I’ll show you, my sonny, if I’m to be dictated to by every two-by-four whippersnapper who comes along.”

And once within the office, with the glazed door shut, he published the stern warning of his justice by the loud exertion of his breathing, the cutting swish of his rattan, and the yowls of pain and terror that he exacted from his captive.

He had called the school together that day to command it to write him a composition.

The children sat, staring dumbly up at him as he made a rambling explanation of what he wanted.

Finally he announced a prize. He would give five dollars from his own pocket to the student who wrote the best paper.

That aroused them.

There was a rustle of interest.

They were to write a paper on the meaning of a French picture called The Song of the Lark.

It represented a French peasant girl, barefooted, with a sickle in one hand, and with face upturned in the morning-light of the fields as she listened to the bird-song.

They were asked to describe what they saw in the expression of the girl’s face.

They were asked to tell what the picture meant to them.
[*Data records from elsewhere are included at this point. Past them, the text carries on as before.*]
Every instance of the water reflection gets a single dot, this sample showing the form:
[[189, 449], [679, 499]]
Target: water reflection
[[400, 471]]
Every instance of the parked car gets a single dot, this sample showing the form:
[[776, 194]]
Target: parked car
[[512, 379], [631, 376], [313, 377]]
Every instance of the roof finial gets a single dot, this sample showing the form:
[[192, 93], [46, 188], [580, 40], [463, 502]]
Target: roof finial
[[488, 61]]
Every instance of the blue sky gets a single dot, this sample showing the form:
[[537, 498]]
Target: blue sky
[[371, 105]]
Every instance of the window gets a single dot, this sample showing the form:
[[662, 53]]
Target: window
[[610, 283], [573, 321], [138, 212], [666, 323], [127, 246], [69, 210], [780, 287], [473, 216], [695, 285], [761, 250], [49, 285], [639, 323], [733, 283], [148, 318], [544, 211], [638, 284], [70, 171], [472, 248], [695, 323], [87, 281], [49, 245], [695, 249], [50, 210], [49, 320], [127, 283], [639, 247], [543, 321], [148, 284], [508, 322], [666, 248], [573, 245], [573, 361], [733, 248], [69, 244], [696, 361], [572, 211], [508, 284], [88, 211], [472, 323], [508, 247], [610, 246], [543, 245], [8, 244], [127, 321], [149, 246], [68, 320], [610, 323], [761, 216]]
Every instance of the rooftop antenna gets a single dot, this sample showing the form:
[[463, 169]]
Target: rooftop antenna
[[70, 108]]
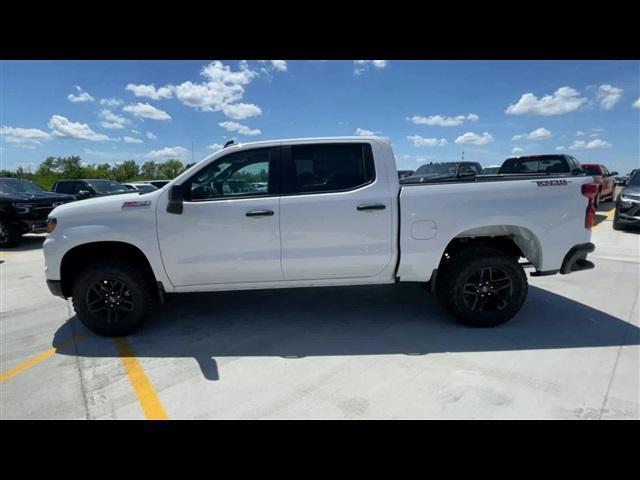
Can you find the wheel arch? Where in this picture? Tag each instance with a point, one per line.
(79, 257)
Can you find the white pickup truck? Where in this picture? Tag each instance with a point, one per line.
(311, 213)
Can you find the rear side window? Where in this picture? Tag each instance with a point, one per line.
(328, 167)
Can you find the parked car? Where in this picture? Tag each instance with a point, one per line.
(444, 170)
(604, 179)
(24, 207)
(628, 205)
(82, 188)
(540, 165)
(334, 214)
(155, 183)
(140, 187)
(491, 170)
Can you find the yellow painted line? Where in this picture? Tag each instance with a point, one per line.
(33, 361)
(145, 392)
(608, 215)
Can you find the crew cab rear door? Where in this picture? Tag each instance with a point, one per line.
(335, 212)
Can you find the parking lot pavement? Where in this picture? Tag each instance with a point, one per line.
(360, 352)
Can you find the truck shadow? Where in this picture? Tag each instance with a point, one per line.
(368, 320)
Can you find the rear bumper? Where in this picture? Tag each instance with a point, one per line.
(55, 287)
(576, 259)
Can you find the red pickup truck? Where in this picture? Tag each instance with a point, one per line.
(604, 179)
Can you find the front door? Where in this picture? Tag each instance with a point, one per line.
(229, 229)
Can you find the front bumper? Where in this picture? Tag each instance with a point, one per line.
(55, 287)
(576, 259)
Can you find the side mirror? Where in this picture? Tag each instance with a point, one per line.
(176, 200)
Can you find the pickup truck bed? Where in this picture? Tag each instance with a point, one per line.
(331, 212)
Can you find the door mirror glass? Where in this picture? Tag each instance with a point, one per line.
(176, 200)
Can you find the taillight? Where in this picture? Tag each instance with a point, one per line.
(590, 190)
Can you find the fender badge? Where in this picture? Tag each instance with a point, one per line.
(144, 204)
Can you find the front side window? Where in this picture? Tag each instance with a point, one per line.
(330, 167)
(240, 174)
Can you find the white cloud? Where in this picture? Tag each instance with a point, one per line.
(81, 97)
(444, 121)
(149, 91)
(111, 102)
(63, 127)
(362, 66)
(240, 111)
(28, 137)
(419, 141)
(597, 143)
(145, 110)
(608, 96)
(168, 152)
(475, 139)
(279, 65)
(564, 100)
(112, 120)
(237, 127)
(538, 134)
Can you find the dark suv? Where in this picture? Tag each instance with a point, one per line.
(81, 189)
(24, 207)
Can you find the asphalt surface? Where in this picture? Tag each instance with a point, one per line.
(347, 353)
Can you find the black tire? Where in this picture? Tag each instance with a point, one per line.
(482, 286)
(9, 234)
(123, 286)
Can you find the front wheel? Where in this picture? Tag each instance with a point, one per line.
(113, 298)
(482, 286)
(9, 235)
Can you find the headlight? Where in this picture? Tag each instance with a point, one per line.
(51, 224)
(22, 207)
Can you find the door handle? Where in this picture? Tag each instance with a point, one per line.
(259, 213)
(372, 206)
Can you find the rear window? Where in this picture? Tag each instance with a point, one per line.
(592, 170)
(330, 168)
(535, 165)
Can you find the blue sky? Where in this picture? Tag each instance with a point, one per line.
(109, 111)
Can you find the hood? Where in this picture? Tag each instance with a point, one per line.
(36, 197)
(107, 203)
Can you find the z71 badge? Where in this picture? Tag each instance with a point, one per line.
(551, 183)
(144, 204)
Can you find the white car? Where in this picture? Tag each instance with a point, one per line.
(333, 213)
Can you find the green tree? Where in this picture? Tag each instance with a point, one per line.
(170, 169)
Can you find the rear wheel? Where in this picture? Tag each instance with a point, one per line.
(9, 235)
(113, 298)
(482, 286)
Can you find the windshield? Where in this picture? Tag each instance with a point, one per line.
(16, 185)
(107, 186)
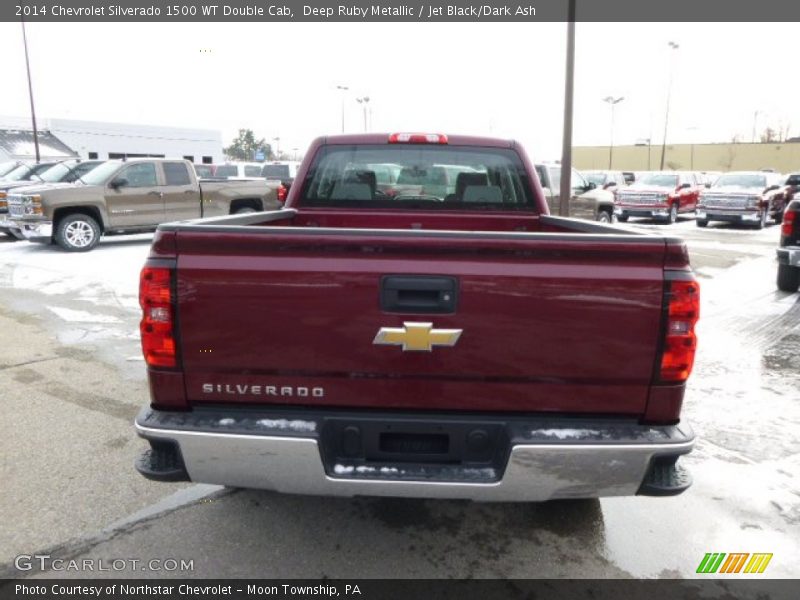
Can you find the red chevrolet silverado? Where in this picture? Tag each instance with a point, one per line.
(456, 342)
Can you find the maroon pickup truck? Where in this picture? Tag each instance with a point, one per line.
(456, 344)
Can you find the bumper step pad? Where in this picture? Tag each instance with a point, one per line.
(665, 479)
(162, 462)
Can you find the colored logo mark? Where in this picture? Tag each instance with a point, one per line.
(737, 562)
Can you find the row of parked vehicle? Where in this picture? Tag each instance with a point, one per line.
(74, 203)
(746, 197)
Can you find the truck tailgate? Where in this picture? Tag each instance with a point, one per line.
(550, 323)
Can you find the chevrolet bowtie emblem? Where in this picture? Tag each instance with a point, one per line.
(417, 337)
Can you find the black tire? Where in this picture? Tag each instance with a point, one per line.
(673, 214)
(604, 216)
(77, 233)
(762, 221)
(788, 278)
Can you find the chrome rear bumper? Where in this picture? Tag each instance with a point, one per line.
(555, 462)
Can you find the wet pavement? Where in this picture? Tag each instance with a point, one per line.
(72, 376)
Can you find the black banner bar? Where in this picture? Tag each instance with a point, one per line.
(398, 11)
(731, 588)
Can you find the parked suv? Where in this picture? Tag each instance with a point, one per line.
(239, 170)
(586, 200)
(661, 195)
(612, 181)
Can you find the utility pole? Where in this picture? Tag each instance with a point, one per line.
(365, 101)
(343, 89)
(612, 102)
(566, 143)
(673, 46)
(30, 93)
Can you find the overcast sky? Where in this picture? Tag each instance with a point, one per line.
(499, 79)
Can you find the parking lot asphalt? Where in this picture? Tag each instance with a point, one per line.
(72, 379)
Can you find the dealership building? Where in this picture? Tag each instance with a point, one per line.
(67, 138)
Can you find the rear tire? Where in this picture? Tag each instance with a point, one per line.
(77, 233)
(762, 220)
(788, 278)
(673, 214)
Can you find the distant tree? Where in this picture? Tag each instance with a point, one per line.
(727, 162)
(783, 131)
(245, 146)
(769, 135)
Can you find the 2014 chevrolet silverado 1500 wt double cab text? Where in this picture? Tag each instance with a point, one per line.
(456, 344)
It had been reproduced in one of their readers. A larger print was now hung up on the platform for their inspection.

Sheets of yellow paper were given them.

They stared, thoughtfully masticating their pencils.

Finally, the room was silent save for a minute scratching on paper.

The warm wind spouted about the eaves; the grasses bent, whistling gently.

Eugene wrote:

“The girl is hearing the song of the first lark.

She knows that it means Spring has come.

She is about seventeen or eighteen years old.

Her people are very poor, she has never been anywhere.

In the winter she wears wooden shoes.

She is making out as if she was going to whistle.

But she doesn’t let on to the bird that she has heard him.

The rest of her people are behind her, coming down the field, but we do not see them.

She has a father, a mother, and two brothers.

They have worked hard all their life.

The girl is the youngest child.

She thinks she would like to go away somewhere and see the world.

Sometimes she hears the whistle of a train that is going to Paris.

She has never ridden on a train in her life.

She would like to go to Paris.

She would like to have some fine clothes, she would like to travel.

Perhaps she would like to start life new in America, the Land of Opportunity.

The girl has had a hard time.

Her people do not understand her.

If they saw her listening to the lark they would poke fun at her.